Summary
Infants are usually born at term between 37 and 42 weeks of gestation. This time period can be further divided into early term (37 to 38 weeks), full term (39 to 40 weeks), and late term (41 weeks) deliveries. After 42 weeks of gestation, birth is considered postterm. Approximately 10% of births are preterm, occurring prior to 37 completed weeks of pregnancy. Most infants born at term require very little medical attention in order to successfully adapt to extrauterine life. Routine management of a newborn infant immediately after birth consists of removing airway secretions, drying the newborn, and providing him or her with warmth. Health care providers also clamp and cut the umbilical cord. The Apgar score is typically used to gauge the clinical status of newborn infants at one and five minutes after birth using the following parameters: heart rate, respiratory effort, muscle tone, reflex irritability to tactile stimulation, and skin color. Infants who are born at term or late preterm and are breathing and moving satisfactorily should immediately be given to their mother for skin-to-skin contact and initiation of breastfeeding. Infants who are born prematurely, lack muscle tone, or are not breathing or crying may require supplemental oxygen or neonatal resuscitation.

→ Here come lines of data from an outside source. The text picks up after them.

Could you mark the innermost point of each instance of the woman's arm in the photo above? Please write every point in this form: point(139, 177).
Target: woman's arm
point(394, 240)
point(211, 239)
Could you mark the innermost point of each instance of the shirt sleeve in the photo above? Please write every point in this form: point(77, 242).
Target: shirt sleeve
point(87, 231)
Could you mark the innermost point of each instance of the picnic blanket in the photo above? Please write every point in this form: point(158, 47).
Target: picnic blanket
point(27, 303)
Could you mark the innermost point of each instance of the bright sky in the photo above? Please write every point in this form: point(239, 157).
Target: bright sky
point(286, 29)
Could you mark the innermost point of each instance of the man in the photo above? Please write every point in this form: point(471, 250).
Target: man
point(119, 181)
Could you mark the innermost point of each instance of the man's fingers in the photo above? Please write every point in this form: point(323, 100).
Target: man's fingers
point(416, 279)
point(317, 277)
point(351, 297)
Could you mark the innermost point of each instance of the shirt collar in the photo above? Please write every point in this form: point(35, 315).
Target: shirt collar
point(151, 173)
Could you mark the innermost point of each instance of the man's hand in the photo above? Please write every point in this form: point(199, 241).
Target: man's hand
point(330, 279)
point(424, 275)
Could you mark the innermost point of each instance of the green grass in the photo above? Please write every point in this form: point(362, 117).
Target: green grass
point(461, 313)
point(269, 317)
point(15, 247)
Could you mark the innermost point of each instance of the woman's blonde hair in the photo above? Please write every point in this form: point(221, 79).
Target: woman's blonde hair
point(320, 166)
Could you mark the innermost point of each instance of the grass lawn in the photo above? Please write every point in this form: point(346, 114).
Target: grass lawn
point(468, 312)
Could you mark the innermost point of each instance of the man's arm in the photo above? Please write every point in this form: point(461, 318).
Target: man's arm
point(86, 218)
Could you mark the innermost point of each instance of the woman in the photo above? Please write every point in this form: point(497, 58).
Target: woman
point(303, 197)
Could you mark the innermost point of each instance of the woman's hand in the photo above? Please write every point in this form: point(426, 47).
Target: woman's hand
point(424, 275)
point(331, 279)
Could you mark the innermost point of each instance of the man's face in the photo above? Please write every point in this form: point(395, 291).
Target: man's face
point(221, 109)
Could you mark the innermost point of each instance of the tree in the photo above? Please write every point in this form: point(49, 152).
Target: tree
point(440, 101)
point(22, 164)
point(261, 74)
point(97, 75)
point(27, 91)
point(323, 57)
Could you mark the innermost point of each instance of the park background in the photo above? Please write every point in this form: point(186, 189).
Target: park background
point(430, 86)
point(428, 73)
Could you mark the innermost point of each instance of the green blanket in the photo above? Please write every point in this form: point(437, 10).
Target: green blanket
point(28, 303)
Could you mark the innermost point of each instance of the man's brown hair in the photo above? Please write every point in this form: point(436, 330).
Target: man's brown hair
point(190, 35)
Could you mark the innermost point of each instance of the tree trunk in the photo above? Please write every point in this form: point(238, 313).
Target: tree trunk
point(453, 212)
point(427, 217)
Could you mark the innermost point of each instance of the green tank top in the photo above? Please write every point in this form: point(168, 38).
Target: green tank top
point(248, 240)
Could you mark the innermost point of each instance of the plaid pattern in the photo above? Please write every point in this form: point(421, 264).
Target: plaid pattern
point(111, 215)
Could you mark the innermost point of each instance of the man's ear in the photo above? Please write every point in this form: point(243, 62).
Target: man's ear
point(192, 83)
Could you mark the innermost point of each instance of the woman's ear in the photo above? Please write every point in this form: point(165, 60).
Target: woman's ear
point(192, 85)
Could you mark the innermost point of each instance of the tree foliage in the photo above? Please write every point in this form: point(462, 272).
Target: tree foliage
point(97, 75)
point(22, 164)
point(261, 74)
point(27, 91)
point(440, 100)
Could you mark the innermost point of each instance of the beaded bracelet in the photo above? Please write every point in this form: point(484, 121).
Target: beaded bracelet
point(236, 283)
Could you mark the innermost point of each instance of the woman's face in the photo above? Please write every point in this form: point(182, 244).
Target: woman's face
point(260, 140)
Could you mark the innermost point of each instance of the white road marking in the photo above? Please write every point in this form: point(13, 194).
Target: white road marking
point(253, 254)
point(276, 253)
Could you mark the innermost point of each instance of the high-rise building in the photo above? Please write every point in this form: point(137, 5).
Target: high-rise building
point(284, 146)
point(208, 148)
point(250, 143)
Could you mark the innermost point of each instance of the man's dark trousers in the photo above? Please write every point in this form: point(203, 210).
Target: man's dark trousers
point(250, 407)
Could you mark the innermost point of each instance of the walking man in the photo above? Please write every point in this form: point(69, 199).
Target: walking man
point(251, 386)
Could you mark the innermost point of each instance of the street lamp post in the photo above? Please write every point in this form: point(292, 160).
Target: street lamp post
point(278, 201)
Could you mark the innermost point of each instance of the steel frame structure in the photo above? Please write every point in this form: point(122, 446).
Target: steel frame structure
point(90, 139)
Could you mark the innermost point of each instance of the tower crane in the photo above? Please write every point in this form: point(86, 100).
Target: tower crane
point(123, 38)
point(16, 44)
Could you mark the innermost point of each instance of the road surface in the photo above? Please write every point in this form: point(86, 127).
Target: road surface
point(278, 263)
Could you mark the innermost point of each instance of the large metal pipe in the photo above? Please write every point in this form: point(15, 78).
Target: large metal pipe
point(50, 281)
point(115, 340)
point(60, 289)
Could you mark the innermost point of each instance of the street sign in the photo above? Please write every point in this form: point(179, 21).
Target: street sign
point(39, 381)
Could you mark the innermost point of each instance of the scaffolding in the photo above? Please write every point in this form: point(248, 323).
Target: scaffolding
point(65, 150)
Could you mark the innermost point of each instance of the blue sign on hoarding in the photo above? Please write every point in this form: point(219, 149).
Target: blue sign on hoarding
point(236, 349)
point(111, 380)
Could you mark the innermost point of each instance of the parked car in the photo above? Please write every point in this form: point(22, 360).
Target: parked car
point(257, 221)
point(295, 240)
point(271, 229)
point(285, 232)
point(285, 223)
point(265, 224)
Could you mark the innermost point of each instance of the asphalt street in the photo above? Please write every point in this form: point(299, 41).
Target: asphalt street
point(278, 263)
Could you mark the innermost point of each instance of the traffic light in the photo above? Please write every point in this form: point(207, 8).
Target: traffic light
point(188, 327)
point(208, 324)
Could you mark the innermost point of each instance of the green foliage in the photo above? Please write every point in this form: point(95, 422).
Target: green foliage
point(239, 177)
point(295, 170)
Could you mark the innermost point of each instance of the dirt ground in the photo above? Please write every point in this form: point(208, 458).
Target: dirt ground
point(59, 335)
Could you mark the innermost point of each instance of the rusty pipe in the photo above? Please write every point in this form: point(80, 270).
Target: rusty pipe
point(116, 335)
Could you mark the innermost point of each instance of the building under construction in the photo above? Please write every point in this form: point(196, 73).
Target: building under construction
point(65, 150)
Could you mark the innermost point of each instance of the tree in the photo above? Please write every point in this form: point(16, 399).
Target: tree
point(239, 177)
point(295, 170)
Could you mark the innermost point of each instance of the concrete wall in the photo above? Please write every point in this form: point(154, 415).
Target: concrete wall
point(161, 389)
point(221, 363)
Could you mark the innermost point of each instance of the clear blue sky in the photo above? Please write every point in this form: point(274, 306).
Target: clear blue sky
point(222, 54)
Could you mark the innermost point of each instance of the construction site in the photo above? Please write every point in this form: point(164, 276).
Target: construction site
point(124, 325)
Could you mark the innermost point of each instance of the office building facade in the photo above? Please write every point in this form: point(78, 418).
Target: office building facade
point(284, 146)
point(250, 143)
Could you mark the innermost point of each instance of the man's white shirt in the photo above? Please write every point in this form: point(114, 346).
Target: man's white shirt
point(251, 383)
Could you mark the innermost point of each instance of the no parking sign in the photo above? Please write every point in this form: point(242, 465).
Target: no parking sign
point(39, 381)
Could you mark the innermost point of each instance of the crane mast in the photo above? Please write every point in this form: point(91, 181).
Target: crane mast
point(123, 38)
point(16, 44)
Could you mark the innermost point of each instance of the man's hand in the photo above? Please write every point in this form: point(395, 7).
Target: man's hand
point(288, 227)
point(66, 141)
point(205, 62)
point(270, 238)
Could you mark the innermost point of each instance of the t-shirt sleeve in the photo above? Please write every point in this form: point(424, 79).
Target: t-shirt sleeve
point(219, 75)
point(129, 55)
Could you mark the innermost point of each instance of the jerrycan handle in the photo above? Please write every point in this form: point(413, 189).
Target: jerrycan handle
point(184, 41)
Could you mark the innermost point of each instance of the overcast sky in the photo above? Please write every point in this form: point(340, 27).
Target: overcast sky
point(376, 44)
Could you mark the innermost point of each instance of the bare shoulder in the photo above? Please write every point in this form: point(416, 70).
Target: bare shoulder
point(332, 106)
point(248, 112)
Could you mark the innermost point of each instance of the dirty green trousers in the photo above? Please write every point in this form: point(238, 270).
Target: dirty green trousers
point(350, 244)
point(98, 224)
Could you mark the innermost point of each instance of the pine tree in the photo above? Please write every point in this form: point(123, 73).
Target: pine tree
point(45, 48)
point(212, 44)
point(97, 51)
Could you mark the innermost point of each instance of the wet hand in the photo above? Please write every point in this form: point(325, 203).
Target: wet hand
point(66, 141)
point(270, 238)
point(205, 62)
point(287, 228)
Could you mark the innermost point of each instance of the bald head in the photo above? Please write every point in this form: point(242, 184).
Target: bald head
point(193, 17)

Preventive measures in the delivery room include the administration of ophthalmic antibiotics and vitamin K. Within 24 hours of birth, a detailed assessment of the newborn should take place. This typically includes a history of the pregnancy and a physical exam from head to toe, as well as measurements of length and weight.
This article provides an overview of the initial post-delivery care of newborns. Newborn care after this time is covered in “Well-child visits.”
See also “Overview of neonatal conditions.”
Newborn terminology
General
- Infant: a child under 1 year of age [1]
- Newborn: a child under 28 days of age [2]
- Perinatal period: the period from the 22nd week of gestation to the 7th day after birth [3]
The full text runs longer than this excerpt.